例の怪奇は前日と同じ場所にいた。そこから、主にロイとアンドリューが適切な場所かどうか探りながら、下流まで移動した。私がしたことは、他の競合しそうな怪奇がいないかを探ることだった。まあ、もう一つの組にいてもできることがないから来たというのが適切だっただろう。
滝は洞窟のすぐ近くに作ることとなった。現場監督とニックがあれこれ話しているのを聞きながら(あまり聞き取れなかった)、私たちは昼食のサンドイッチを外で食べた。木陰は涼しくかつカラッとしていて、気持ちがよかった。
洞窟に行っていた2人も無事に結界を張り終わっていた。
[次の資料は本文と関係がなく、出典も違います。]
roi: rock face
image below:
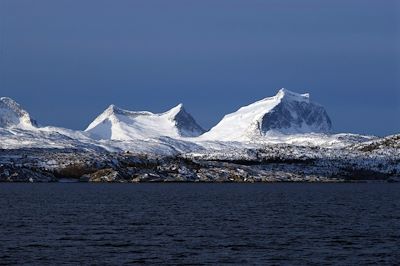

彼らと合流して、全員で元のホテルに帰るころには車内は流石に静かになっていた。夕食をゆっくりと食べる時間がなかったのが地味に辛かった。
元の部屋に戻ると硬貨虫が不服そうに待っていた。お土産に拾った例の洞窟近くの石をあげるとすぐに飛びついていった。私もそれを見ながら部屋に置いておいたカップ麺とチョコレートで腹を満たし、風呂に入って、静かになった硬貨虫をケースに戻して、自分もベッドへと潜った。